Banco Central do BrasilO Estado de S. Paulo/Nacional - Economia
quarta-feira, 17 de fevereiro de 2021
Banco Central - Perfil 1 - DéficitClique aqui para abrir a imagemOs ministros das finanças do passado ficariam
chocados com a quantidade de empréstimos com que
seus sucessores estão lidando agora. Mas ficariam
igualmente pasmos ao ver como esse empréstimo
acabou saindo barato. Em muitos países, espera-se que
a taxa de juros da dívida pública permaneça abaixo da
taxa de crescimento nominal da economia. Em outras
palavras, a "taxa de juros corrigida pelo crescimento"

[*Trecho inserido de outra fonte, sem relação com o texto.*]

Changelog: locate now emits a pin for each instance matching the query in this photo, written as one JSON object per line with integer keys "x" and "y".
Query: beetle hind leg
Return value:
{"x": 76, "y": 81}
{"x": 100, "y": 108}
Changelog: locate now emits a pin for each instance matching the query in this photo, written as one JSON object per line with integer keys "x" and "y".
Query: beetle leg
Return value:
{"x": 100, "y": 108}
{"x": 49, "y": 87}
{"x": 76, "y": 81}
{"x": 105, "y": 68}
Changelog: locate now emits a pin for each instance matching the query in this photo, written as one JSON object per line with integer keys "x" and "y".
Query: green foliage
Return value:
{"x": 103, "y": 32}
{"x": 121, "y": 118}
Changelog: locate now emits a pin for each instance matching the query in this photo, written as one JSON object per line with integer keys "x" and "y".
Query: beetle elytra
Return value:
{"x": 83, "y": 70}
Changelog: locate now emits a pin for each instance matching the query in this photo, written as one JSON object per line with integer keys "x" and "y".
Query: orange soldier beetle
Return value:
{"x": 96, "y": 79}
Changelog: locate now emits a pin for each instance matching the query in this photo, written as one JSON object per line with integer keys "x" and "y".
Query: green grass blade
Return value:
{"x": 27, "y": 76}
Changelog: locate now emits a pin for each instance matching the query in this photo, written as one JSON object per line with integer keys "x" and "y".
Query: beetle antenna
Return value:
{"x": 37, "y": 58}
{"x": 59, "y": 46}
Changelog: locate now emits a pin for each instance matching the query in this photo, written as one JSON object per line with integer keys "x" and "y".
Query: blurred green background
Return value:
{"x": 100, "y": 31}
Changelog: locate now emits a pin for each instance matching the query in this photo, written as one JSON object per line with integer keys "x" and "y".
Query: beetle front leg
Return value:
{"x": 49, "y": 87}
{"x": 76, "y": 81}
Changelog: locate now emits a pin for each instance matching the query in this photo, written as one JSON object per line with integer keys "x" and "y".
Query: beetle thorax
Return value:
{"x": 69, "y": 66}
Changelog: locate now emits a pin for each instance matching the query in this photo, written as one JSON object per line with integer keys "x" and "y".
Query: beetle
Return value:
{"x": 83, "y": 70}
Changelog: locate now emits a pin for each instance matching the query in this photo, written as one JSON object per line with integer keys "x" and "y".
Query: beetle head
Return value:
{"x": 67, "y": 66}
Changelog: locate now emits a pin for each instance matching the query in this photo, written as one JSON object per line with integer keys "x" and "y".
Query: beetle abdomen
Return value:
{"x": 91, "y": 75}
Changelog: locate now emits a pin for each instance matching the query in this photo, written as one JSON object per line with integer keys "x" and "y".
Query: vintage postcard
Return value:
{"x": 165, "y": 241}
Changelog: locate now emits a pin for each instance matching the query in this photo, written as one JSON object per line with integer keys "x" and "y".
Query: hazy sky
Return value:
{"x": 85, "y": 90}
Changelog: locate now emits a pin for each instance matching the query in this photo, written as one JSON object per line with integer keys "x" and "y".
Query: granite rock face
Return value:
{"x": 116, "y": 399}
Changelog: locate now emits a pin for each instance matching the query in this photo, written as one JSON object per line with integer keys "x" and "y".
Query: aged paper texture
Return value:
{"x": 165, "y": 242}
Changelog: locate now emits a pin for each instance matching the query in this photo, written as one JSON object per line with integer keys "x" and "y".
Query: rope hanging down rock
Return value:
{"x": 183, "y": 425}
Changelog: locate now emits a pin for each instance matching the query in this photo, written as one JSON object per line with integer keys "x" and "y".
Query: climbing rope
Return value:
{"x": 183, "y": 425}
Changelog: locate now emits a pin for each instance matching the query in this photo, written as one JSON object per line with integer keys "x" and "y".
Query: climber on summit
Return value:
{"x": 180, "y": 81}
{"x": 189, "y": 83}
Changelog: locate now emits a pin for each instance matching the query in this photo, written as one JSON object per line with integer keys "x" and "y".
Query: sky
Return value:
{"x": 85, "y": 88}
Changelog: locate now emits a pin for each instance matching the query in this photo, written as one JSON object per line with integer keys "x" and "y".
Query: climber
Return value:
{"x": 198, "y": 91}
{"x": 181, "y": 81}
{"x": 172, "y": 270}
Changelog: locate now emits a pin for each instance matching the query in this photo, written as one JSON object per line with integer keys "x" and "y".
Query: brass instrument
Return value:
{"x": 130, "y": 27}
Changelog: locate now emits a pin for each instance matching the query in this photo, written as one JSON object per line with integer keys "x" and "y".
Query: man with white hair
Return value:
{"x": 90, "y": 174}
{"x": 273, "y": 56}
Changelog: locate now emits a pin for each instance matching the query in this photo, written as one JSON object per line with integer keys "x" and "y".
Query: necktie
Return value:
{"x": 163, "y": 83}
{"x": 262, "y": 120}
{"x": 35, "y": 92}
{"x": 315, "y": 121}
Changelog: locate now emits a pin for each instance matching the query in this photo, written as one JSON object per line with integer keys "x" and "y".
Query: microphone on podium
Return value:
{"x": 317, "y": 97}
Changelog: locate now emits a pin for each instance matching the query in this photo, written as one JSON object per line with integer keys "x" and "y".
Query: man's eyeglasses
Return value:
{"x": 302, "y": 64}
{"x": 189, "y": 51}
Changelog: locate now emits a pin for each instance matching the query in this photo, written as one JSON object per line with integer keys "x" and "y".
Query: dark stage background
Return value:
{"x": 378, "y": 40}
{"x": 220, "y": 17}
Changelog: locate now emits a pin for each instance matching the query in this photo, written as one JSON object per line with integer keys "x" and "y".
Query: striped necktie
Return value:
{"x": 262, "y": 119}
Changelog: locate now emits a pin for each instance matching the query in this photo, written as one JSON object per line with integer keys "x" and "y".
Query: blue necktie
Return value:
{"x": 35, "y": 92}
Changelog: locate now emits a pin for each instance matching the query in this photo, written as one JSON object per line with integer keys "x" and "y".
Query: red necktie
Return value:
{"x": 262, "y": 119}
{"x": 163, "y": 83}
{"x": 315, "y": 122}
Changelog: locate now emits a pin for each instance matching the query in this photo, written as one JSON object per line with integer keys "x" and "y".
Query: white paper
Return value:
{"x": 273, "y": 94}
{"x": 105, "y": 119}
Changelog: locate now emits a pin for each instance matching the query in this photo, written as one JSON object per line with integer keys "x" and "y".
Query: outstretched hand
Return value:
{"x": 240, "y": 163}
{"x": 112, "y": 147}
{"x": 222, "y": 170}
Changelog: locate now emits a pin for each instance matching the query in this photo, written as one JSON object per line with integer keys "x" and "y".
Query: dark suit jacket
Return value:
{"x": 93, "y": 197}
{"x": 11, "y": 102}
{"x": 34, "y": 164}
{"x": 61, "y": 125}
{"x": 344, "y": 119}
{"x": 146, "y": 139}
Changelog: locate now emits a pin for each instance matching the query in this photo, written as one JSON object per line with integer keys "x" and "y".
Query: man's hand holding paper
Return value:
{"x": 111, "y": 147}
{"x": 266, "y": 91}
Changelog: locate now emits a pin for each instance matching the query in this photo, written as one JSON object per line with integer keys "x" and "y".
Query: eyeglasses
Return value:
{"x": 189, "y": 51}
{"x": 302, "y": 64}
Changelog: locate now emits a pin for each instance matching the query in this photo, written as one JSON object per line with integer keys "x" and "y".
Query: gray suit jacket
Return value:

será negativa. É o que acontecerá em todos os países
ricos em 2023, de acordo com projeções publicadas no
início deste mês pela agência de classificação de risco
S&P Global.
Esse cenário levou economistas como Olivier
Blanchard, ex-economista-chefe do FMI, a repensar os
limites fiscais de países como Estados Unidos, Japão e
membros da zona do euro. Os governos não deveriam
"se concentrar em algum número mágico para a relação
dívida/PIB", disse no mês passado em palestra na
Universidade Ashoka, na Índia. Esses números "foram
contraproducentes no passado; e seriam ainda mais
agora".
Não é só nos países ricos que a aritmética fiscal parece
estar de cabeça para baixo. Em 53 das 60 maiores
economias emergentes, a taxa de juros deve ficar
abaixo da taxa de crescimento. Em alguns casos, de
maneira espetacular. A S&P espera que a taxa de juros
corrigida pelo crescimento em 2023 seja de -3,6% na
Índia, -6,5% na China e -33,8% na Argentina.As economias emergentes também deveriam repensar
seus limites fiscais? Algumas o fizeram sem pensar
duas vezes. O orçamento da Índia este mês previu um
déficit de 9,5% do PIB no ano fiscal (o déficit geral,
que inclui as finanças do estado, poderia chegar a 15%
do PIB, calcula o banco JPMorgan Chase) e não
ofereceu nenhum plano para reduzi-lo abaixo do limite
de 3% prescrito pelas regras fiscais anteriores. A última
pesquisa do principal conselheiro econômico do
governo aponta que a taxa de juros da Índia tem estado
abaixo de sua taxa de crescimento "como norma, não
como exceção". Citando o trabalho de Blanchard, a
pesquisa tenta "fornecer a âncora intelectual para o
governo ficar mais relaxado em relação à dívida e aos
gastos fiscais durante uma desaceleração do
crescimento ou uma crise econômica". Mas, embora a
matemática fiscal contrária ao aumento de juros seja a
norma em muitas economias emergentes, os ministros
das finanças também precisam se preocupar com as
exceções.Quando as taxas de juros ficam aquém das taxas de
crescimento, a álgebra orçamentária vira do avesso. Os
governos conseguem manter a dívida estável em
relação ao tamanho da economia, mesmo que gastem
consistentemente em excesso, desde que seus déficits
orçamentários não sejam muito grandes. Se seus
déficits (excluindo os pagamentos de juros) excederem
o limite, o índice da dívida aumentará por algum tempo.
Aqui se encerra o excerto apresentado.